L’affermarsi del paradigma relazionale all’interno del pensiero psicoanalitico è conseguente all’aumentata consapevolezza dell’importanza delle relazioni per lo sviluppo della persona e dell’influenza dei gruppi di appartenenza, da quello della famiglia d’origine a quelli che via via si succedono nel corso dell’esistenza. Attraverso continui rimandi alla teoria e alla clinica, Storie e luoghi del gruppo presenta al lettore un chiaro profilo dei rapporti interpersonali all’interno di gruppi che hanno intrapreso il cammino della trasformazione. Un’indagine nei meandri della patologia, che spazia dall’epistemologia della terapia psicoanalitica gruppale alla verifica clinica.
Il volume mette a fuoco la specificità del lavoro con i gruppi, e chiarisce come la storia che si viene costruendo in ogni gruppo possa esserne appunto un fondamentale fattore terapeutico, quando il gruppo si costituisca come spazio transizionale e come luogo reale e metaforico di incontro, scambio e maturazione.

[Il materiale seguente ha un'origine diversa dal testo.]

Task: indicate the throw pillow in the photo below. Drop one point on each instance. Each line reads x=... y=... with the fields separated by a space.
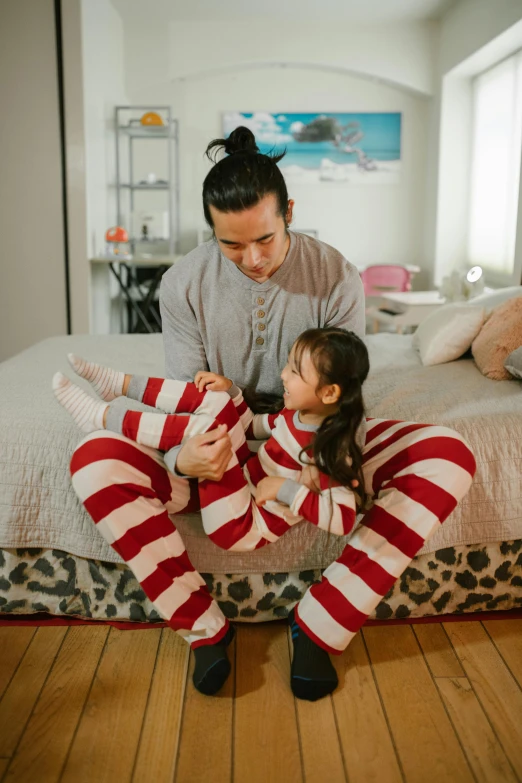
x=448 y=332
x=513 y=363
x=500 y=336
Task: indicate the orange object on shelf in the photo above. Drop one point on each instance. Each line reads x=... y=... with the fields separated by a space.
x=151 y=118
x=116 y=234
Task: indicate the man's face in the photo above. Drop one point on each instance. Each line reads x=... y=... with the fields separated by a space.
x=255 y=240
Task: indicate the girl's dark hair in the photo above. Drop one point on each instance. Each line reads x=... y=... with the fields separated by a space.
x=243 y=177
x=339 y=357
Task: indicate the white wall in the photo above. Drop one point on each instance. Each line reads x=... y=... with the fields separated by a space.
x=32 y=263
x=474 y=35
x=204 y=68
x=103 y=88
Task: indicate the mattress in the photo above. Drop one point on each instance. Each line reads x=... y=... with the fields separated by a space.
x=39 y=509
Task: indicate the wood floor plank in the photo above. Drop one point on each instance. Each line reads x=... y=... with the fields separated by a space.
x=205 y=744
x=266 y=741
x=498 y=693
x=40 y=756
x=365 y=739
x=105 y=744
x=437 y=650
x=23 y=690
x=158 y=746
x=424 y=737
x=507 y=636
x=320 y=746
x=13 y=643
x=485 y=756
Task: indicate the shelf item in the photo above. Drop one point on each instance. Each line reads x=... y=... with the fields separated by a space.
x=146 y=186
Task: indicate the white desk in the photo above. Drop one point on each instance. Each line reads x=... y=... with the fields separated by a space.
x=139 y=295
x=408 y=308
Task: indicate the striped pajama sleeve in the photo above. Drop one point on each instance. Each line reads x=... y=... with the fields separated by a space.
x=417 y=474
x=333 y=508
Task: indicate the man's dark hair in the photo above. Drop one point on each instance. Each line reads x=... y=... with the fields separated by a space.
x=243 y=177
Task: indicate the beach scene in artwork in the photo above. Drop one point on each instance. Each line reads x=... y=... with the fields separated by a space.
x=358 y=148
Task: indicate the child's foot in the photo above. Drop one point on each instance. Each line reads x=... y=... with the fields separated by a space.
x=212 y=665
x=107 y=383
x=312 y=674
x=86 y=411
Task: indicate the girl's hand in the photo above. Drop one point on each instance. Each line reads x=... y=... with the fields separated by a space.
x=267 y=489
x=210 y=381
x=310 y=479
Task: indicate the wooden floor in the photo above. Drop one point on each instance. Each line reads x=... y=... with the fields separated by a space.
x=431 y=702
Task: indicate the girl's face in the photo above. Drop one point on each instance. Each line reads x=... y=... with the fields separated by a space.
x=301 y=391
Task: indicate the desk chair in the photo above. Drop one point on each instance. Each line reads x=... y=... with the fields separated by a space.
x=382 y=279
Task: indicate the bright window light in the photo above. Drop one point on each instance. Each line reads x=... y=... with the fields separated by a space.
x=495 y=165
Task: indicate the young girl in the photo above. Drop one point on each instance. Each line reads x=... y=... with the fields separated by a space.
x=260 y=495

Questa storia e questo luogo vengono considerati nel loro possibile divenire. Si delinea così un quadro stratificato di ciò che rappresenta il lavoro di gruppo nei suoi aspetti teorici e nella pratica clinica e formativa. Un testo non solo per gli addetti ai lavori .
Avvicinarsi alle dinamiche della terapia di gruppo è infatti un modo per interessarsi alle complessità delle vicende umane


La storia che si viene costruendo in ogni gruppo come fattore terapeutico fondamentale
e il gruppo come luogo di incontro, scambio e trasformazione



Silvia Corbella, psicoanalista(SPI), è responsabile dell’area della Psicoterapia individuale e di gruppo per la scuola di specializzazione in Psicoterapia della COIRAG dell’Istituto di Milano.

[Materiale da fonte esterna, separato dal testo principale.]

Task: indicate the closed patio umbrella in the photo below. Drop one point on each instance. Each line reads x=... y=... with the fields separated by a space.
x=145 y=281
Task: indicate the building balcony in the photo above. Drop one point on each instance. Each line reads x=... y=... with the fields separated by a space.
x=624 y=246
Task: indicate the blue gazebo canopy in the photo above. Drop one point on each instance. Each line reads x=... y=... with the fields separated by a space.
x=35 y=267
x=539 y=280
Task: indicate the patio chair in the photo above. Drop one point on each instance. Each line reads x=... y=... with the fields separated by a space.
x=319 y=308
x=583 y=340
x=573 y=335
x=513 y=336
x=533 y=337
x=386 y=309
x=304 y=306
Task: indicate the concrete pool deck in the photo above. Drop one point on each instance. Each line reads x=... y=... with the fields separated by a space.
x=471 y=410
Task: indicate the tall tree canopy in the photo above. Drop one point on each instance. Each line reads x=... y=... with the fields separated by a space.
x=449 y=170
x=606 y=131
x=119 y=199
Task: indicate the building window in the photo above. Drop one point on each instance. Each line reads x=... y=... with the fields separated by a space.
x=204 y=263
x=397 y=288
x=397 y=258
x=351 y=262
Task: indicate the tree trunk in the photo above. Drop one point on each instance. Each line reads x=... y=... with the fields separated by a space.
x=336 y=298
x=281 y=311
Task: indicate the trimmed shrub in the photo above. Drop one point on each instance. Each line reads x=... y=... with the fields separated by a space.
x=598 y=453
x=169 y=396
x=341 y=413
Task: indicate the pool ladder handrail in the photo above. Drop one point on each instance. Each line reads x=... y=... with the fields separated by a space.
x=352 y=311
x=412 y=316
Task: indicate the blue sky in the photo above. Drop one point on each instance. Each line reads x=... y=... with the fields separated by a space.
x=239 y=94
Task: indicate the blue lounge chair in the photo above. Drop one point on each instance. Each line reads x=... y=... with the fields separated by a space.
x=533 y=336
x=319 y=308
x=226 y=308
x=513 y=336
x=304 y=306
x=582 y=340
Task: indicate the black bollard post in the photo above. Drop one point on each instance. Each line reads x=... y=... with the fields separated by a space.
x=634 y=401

Tra le sue pubblicazioni ricordiamo “L’evoluzione delle fantasie e dei vissuti in un’esperienza di osservazione partecipante” (con F. Borgogno, in Saggi di psicoterapia di gruppo, Torino 1978), Libertà e amore (con D. Lopez, Torino 1986) , “La terapia di gruppo” (in Trattato di psicoanalisi, a cura di A.A. Semi, Milano 1988),Il peccato originale: la ripetizione coatta di modelli relazionali subiti nell'interazione familiare (in "gli argonauti" n.64-1995) e “Potenzialità trasformative del piccolo gruppo”(In Teoria e Clinica dei processi di gruppo, a cura di M. Sacchi) Edizione Mercurio, Vercelli 2001).